A San Benedetto dei Marsi ci sono alcune vestigia dell’antica capitale dei marsi, Marruvium. Fin dal I millennio a.C., conservò tale ruolo fino all’assoggettamento a Roma, avvenuto nel tardo IV secolo a.C. Visitabile la domus, ovvero l’edificio termale, che include anche una villa, situato lungo l’antica via romana. I mosaici pavimentali ritraggono scene di vita quotidiana di Marruvio, mentre sulle colonne superstiti ci sono antiche iscrizioni latine. Nel centro del paese fucense, non distante dalla facciata e dal pregevole portale dell’ex cattedrale dei Marsi di Santa Sabina (V-VI secolo), sono visibili anche alcuni tratti delle mura in opus reticolatum (II secolo a.C.) e dell’anfiteatro. Nel sito o nelle sue immediate vicinanze sono state rinvenute anche diverse testimonianze epigrafiche, in particolare alcune nella lingua estinta del dialetto marso; una pietra, mutilata, attesta il nome del dio Giove e di una divinità femminile. Caratteristici i “Morroni”, due rocce allo stato grezzo, monumenti funebri dell’antico popolo marso. Dell’anfiteatro, situato alle porte del paese, restano le fondamenta che hanno permesso di immaginare la pianta originaria.

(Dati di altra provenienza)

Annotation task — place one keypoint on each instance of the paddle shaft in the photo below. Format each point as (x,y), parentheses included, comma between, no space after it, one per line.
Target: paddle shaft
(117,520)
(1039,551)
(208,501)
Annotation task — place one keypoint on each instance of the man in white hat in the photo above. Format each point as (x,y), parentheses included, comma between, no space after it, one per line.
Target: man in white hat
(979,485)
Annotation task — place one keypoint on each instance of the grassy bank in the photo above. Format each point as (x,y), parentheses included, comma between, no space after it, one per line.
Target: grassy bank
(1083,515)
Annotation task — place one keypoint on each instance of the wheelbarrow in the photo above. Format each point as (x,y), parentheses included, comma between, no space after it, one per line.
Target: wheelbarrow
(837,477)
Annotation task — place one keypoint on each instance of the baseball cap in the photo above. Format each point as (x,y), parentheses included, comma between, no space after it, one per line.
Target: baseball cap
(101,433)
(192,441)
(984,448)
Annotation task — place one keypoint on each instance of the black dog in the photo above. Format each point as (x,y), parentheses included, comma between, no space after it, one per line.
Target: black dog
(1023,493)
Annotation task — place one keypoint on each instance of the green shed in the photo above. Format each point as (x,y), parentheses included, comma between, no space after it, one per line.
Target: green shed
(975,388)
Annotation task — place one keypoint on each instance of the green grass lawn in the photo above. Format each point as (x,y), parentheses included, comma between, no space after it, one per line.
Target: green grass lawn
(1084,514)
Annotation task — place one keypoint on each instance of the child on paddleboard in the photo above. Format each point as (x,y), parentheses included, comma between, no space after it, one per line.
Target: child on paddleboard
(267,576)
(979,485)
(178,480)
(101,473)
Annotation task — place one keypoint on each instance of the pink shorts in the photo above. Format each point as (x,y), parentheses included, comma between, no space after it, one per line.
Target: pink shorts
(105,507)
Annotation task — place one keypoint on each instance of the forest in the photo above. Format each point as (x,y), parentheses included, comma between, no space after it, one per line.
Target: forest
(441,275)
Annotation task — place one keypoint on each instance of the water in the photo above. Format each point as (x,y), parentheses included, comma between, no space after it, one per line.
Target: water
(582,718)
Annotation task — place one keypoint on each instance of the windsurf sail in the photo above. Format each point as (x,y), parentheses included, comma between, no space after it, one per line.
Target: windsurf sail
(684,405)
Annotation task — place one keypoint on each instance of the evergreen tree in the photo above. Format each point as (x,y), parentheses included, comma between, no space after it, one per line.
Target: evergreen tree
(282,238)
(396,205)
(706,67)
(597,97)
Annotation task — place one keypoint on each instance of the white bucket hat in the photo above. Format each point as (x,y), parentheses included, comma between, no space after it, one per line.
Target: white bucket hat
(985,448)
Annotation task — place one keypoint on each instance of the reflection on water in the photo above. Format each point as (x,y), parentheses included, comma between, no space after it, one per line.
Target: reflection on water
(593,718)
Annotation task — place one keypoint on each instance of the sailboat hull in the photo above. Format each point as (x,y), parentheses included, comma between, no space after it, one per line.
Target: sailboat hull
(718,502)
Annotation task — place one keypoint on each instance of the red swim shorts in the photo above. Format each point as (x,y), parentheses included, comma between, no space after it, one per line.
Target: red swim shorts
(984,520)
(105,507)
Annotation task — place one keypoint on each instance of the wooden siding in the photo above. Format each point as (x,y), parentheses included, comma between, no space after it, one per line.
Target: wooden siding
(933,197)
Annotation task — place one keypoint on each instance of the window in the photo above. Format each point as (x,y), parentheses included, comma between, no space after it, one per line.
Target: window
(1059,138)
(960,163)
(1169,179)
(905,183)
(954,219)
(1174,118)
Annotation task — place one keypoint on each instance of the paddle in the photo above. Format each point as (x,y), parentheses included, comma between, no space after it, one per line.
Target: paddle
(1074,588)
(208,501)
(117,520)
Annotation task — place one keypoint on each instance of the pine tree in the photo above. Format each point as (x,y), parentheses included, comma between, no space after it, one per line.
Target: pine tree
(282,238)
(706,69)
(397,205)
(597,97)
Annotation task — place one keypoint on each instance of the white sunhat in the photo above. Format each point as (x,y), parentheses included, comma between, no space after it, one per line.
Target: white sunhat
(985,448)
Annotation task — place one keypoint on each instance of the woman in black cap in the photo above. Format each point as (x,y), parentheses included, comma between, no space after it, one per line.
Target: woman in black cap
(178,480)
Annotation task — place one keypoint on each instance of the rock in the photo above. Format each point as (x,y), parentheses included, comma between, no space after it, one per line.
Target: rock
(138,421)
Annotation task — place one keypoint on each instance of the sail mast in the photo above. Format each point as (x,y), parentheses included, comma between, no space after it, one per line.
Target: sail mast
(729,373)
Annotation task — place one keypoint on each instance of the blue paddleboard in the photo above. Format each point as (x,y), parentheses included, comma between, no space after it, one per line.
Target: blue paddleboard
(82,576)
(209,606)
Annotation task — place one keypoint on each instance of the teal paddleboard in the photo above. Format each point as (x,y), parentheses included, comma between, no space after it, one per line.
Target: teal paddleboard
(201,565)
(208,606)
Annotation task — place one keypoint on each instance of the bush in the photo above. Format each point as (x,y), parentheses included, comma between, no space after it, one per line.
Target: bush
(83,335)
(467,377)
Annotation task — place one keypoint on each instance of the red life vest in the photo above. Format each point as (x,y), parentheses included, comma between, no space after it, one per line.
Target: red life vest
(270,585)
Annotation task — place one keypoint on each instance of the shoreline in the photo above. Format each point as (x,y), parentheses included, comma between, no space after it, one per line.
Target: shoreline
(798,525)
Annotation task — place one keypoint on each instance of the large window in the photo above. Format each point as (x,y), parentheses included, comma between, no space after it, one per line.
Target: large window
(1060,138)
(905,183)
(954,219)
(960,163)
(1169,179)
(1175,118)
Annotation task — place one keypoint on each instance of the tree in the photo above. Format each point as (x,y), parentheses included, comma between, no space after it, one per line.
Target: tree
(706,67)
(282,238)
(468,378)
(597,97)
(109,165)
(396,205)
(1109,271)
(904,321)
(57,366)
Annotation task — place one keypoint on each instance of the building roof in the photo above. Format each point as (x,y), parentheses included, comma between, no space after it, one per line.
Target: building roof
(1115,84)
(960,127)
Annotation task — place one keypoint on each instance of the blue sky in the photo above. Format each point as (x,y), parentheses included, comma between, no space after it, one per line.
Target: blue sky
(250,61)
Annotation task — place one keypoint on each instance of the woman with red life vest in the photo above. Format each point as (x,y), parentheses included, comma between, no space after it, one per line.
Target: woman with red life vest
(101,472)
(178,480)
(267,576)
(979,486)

Alle porte di Luco dei Marsi si trova il parco archeologico di Lucus Angitiae, antico bosco sacro dedicato alla dea Angizia. È un sito archeologico posto nei pressi del versante meridionale della conca del Fucino. Dagli scavi sono tornati alla luce un tempio di età augustea, colonne doriche, sepolture ed altri reperti come sculture a bassorilievo e monete. Interessanti le tre statue rinvenute: una in terracotta in posizione seduta sul trono, e due in marmo. Una panneggiata e col capo coperto e l’altra seminuda con panneggio.

Da non dimenticare poi il Telespazio, Il centro spaziale del Fucino situato nel territorio comunale di Ortucchio. È stato realizzato tra il 1963 e il 1964 per gestire i primi esperimenti di telecomunicazioni satellitari tra l’Europa e gli Stati Uniti. Il Telespazio Fucino Space Centre “Piero Fanti”, inoltre, ospita uno dei centri di controllo che gestisce i 30 satelliti e le attività operative del sistema di navigazione europeo denominato “Galileo. Nel suo interno e visibile dalla strada, è stata installata la parte rimanente, elica e timone, della poppa del panfilo “Elettra” utilizzata da Marconi come primo laboratorio galleggiante, dal 1919 sino agli anni trenta. Poco distante c’è Il Parco eolico di Collarmele, situato sul monte Coppetella, nei pressi del valico di Forca Caruso. È un impianto di produzione di energia eolica situato al confine del parco regionale naturale del Sirente – Velino con l’altopiano del Fucino, realizzato nel 1998.

Insomma la Marsica è senza dubbio da scoprire e da vivere, piena com’è di tesori nascosti e di ospitalità. A volte si fanno viaggi di migliaia di chilometri ignorando che a pochi passi da casa abbiamo luoghi di maestosa bellezza e talmente intrisi di storia in ogni sua pietra da entrarci nel cuore solo respirando la purezza della sua aria. Benvenuti in Abruzzo, dunque, e buon divertimento.